Finding superintendents also appears to be a somewhat difficult undertaking.

Only three job categories were rated as having severe shortages. Educators willing to teach physics or instruct students with severe disabilities are desperately needed as are those with “multicategorical” certifications, which are held by special education teachers.

Ms. Bryant emphasized that the survey provides a picture of national outcomes, and that statewide and local variations can be significant.

Still, “this is good news,” concluded Mildred Hudson, the chief executive officer for the Belmont, Mass.-based Recruiting New Teachers, a nonprofit group that tracks trends in the profession.

Fully Staffed

Meanwhile, administrators in DeKalb County, Ga., near Atlanta, are celebrating.

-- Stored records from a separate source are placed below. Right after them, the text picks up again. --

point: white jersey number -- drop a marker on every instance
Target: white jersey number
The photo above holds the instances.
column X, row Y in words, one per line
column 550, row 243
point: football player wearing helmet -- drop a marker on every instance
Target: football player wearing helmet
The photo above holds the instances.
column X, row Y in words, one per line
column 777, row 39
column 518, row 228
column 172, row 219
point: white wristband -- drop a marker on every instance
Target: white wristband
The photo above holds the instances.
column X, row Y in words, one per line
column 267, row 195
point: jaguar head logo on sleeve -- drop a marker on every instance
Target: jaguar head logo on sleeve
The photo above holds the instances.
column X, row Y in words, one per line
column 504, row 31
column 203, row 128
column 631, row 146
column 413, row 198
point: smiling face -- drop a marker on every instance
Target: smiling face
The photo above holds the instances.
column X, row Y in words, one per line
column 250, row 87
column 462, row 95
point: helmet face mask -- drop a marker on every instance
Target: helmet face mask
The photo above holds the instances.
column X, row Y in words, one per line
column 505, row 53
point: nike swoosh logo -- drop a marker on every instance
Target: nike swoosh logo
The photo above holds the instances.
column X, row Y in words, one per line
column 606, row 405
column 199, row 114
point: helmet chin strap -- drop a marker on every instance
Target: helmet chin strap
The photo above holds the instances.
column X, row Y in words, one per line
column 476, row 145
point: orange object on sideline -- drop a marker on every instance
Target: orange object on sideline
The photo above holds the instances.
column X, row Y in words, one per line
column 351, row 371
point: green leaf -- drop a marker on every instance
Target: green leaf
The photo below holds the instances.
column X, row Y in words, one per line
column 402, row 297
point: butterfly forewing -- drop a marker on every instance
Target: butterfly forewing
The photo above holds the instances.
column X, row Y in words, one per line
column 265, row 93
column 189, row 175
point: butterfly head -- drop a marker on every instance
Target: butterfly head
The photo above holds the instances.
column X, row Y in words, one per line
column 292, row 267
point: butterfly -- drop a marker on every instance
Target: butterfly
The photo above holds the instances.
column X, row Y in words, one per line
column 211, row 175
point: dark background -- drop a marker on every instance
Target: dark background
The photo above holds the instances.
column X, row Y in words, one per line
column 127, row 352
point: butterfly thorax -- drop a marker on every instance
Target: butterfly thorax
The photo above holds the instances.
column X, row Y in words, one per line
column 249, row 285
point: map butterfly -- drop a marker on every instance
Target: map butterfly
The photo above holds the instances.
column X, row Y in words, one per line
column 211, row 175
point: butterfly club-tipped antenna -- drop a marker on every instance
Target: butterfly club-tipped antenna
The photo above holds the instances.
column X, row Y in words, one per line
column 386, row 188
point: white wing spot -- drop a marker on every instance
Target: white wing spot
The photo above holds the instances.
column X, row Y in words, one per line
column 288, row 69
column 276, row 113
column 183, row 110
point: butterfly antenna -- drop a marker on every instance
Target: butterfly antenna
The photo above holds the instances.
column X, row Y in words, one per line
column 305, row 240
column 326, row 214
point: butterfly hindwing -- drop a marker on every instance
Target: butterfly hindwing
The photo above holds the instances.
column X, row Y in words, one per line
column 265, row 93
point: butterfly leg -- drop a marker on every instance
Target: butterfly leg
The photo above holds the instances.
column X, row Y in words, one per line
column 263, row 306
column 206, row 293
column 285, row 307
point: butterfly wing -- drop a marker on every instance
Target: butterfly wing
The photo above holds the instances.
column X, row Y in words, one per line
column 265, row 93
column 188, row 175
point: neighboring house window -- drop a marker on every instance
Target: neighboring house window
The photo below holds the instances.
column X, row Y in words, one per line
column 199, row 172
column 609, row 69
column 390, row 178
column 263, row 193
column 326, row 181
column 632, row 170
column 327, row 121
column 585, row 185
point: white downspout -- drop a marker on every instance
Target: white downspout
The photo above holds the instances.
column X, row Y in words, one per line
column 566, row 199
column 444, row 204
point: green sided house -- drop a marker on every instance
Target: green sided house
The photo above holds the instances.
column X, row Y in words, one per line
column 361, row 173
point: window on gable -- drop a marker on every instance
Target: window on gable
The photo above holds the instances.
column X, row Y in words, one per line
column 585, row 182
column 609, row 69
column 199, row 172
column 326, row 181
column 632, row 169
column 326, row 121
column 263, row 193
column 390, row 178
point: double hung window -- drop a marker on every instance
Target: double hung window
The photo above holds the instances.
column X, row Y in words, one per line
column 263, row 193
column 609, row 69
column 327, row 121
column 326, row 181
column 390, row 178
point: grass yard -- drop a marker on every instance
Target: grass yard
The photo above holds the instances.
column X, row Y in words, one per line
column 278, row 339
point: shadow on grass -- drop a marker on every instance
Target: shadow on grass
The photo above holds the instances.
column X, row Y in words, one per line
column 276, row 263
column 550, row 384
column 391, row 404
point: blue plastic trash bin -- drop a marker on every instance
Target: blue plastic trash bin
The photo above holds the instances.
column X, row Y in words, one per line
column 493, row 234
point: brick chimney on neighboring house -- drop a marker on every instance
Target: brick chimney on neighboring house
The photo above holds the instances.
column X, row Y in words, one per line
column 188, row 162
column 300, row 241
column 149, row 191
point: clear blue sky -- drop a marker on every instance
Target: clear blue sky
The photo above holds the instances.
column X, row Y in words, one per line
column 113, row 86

“This is one of the first years where we’ve opened up schools fully staffed,” said David R. Francoeur, the coordinator for certified employment for the 98,000-student system.

He attributes the situation to offering fewer jobs—500 vs. 800, a decision made to satisfy budget demands—and to improved recruitment policies.

Mr. Francoeur noted, too, that the applicant pool in Georgia seemed to be much larger, as the field has been flooded with workers from other sectors.

“We had over 35,000 applications,” he added. “Two and a half years ago, we had between 10,000 and 13,000.”

While jobs are filled in DeKalb County, vacancies persist elsewhere in Georgia. Yet many teachers don’t want to move from the Atlanta area or teach subjects in districts or schools where there are continuing shortages.

“Our data indicate that students tend to take jobs within 50 miles of their hometowns and 50 miles of their universities—or both,” said William E. Loadman, the associate dean of research in the college of education at Ohio State University in Columbus, who contributed to the employment association’s project.

About “50 percent of all teachers in the nation are prepared in the Midwest,” he added.

Narrow geographic horizons are not the only problem, he said. There also simply aren’t enough preparation programs to generate the number of teachers needed for some subjects.

Of the nation’s 1,275 teacher education programs, fewer than 40 percent offer programs in such shortage areas as mathematics and physics, Mr. Loadman said.

“In too many cases, teacher-preparation [programs] are not being market-responsive,” added Thomas G. Carroll, the executive director of the National Commission on Teaching and America’s Future, a Washington-based nonprofit group.

“They’re not targeting their people to the shortages in the districts and schools they serve.”